One the on hand, she made it quite clear that she wanted us to spend the remaining time together. When she walked in, my sister (at that point up to date with the situation) got up and volunteered to stay at CC‘s place again. „Yes, please!“, I tought, but I didn‘t say anything because I wasn‘t sure which way CC‘s soul searching trip had gone. Instead, I looked at CC, she smiled back and said – full of confidence - „Yes, that would be great!“ Then, 10 minutes later, she started to list every possible reason out there, why this would never work. When she reached the topic „family & kids“ I stopped her … unbelievably ... It took me the rest of the evening, more food, some alcohol and a few other things to calm her down again and to reassure her that I‘m just as scared as she is (maybe for different reasons but still scared) and that I certainly don‘t expect anything - especially not a detailed plan for the next 10 years. All I wished was that we had more time together to see where this goes, and that she would stay.
Her side: she likes me (Yeah!). In the beginning, she thought she would never have a chance because I‘m straight, and when she started to think‚maybe‘, I apparently ‚started to behave like an ass‘ … (Greylin, I know, you‘re smiling right now) and then she gave up, tried – a bit like me – to bring this to a friendly end and focused on returning to „reality“. She said, she has this long list of things in her head she needs to do (I think it goes from real-life, practical things like sorting out her living arrangements and meeting up with her supervisors to more abstract things like sorting things out with some people etc ). To some extend, I can understand her. Sometimes when you made up your mind, it can be really hard to change it, but then, this is not about chocolate vs. strawberry ice cream …
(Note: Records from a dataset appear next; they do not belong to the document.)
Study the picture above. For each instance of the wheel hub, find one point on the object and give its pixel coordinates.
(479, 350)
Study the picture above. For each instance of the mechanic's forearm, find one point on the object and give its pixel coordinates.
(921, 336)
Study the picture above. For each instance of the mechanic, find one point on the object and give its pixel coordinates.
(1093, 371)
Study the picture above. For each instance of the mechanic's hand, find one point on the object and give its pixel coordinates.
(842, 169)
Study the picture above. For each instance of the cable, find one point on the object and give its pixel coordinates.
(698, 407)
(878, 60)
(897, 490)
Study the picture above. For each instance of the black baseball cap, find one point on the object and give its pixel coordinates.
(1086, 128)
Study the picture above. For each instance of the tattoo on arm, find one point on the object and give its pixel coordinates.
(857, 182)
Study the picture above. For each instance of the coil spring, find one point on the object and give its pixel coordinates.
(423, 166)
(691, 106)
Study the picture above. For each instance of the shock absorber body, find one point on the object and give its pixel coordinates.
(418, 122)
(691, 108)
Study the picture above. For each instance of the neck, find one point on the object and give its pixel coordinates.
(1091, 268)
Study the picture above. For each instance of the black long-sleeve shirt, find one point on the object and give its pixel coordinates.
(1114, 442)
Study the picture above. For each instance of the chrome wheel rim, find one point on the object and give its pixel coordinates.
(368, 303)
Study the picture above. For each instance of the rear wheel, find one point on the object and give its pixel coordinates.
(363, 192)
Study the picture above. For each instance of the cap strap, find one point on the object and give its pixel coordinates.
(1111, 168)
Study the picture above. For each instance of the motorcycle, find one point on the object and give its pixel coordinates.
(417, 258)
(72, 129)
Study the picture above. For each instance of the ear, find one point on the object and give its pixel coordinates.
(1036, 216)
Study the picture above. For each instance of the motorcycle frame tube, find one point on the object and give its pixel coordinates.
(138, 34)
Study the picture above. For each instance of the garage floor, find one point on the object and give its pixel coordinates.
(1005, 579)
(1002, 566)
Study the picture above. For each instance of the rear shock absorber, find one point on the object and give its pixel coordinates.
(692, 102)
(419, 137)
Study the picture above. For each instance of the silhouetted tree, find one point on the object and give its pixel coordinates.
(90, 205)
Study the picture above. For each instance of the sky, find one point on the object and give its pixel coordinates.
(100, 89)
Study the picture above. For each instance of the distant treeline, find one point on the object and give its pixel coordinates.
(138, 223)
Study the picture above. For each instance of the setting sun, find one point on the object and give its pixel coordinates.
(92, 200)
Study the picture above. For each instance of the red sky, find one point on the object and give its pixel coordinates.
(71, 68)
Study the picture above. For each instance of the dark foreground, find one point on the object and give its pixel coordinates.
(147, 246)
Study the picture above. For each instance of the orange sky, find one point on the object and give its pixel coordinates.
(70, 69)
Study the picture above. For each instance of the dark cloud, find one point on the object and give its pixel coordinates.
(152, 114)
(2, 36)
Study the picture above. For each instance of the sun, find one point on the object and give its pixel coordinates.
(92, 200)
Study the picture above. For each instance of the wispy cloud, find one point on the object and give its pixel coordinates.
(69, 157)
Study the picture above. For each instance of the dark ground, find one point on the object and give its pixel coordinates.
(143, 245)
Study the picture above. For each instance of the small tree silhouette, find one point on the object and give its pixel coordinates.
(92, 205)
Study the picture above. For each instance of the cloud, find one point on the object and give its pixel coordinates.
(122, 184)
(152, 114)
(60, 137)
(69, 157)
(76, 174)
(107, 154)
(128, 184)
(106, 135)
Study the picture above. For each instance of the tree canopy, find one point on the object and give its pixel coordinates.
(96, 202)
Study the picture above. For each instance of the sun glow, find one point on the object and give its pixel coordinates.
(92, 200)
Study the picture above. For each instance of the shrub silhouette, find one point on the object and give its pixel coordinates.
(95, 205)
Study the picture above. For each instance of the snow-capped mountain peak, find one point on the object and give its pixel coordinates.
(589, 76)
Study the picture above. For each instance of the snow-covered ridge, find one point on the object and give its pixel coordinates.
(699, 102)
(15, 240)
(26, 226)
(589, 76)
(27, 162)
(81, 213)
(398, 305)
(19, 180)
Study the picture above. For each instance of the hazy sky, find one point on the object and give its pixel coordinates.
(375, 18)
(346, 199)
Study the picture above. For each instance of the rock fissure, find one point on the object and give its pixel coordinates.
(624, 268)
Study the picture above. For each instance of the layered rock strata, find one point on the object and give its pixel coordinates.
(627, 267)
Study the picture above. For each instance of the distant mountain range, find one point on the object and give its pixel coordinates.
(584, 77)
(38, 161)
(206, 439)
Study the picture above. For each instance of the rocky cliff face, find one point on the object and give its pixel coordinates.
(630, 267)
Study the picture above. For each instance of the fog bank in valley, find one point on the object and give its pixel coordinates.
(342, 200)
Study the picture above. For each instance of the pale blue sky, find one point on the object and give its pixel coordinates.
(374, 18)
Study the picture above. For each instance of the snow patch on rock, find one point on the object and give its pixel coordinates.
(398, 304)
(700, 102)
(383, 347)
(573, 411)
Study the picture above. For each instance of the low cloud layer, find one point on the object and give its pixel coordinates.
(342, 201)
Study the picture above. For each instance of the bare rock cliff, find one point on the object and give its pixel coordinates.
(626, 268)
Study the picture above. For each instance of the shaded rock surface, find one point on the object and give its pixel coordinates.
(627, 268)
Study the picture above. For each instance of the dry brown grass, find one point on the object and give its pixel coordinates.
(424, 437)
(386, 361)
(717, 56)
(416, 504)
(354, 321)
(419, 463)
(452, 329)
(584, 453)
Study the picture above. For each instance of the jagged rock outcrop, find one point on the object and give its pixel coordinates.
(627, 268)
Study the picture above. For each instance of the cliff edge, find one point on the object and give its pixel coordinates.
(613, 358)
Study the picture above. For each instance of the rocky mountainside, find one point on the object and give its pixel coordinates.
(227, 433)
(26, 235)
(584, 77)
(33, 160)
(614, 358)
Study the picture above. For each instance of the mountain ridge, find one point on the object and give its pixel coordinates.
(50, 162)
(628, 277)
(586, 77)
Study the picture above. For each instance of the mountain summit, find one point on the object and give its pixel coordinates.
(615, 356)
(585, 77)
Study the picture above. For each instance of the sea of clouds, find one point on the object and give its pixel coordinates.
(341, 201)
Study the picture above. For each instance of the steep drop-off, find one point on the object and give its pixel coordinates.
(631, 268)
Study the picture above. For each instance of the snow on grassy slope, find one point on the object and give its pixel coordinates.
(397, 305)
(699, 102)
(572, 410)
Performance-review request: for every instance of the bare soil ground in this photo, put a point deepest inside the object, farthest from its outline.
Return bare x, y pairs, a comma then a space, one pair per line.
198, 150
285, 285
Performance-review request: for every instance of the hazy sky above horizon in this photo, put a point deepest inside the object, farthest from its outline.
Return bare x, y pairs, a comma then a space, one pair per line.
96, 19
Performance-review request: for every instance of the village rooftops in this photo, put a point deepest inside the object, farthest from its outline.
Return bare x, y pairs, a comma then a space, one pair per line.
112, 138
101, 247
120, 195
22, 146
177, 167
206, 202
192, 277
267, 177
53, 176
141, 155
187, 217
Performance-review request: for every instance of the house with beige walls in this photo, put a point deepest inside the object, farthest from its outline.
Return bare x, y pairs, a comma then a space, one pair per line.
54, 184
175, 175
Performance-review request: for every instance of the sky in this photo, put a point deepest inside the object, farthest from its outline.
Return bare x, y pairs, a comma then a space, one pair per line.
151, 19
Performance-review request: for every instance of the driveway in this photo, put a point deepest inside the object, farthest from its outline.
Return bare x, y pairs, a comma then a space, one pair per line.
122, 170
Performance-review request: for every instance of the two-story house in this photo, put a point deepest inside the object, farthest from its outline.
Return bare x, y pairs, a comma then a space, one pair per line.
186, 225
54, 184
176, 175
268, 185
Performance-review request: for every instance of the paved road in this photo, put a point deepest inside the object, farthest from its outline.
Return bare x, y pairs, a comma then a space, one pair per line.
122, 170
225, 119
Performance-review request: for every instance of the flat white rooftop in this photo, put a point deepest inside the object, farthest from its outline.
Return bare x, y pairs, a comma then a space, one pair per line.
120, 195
I also do not believe in trying to convince people to do something or telling them what is good for them. So I didn‘t really try to convince her to re-consider M‘s offer. She knows what I want. I made sure of that. The rest is up to her. When we said good-bye in the morning, I told her that I‘m not going anywhere anytime soon. And that she should go and do what she needs to do and figure out what she wants - and if that includes me, she knows where to find me.
She texted me when she arrived home, but since then I haven‘t heard from her. During the week it was ok. My sister left on Friday, not without making a cake for SPG to say thank you (she makes really nice cakes, and SPG is her new hero…). The weekend was bad. I really had to stop myself from calling CC… I‘m afraid she‘ll continue working on her silly why-not list, but, as I said, I don‘t want her to feel pressurized. Coffee lady is totally relaxed and thinks she will come around. M is a bit pissed with me because she thinks I‘m the direct reason why CC did NOT stay… Luckily, it‘s still busy skiing season and SPG keeps on bringing us broken arms and twisted knees … and if there is time we have coffee and miss CC together.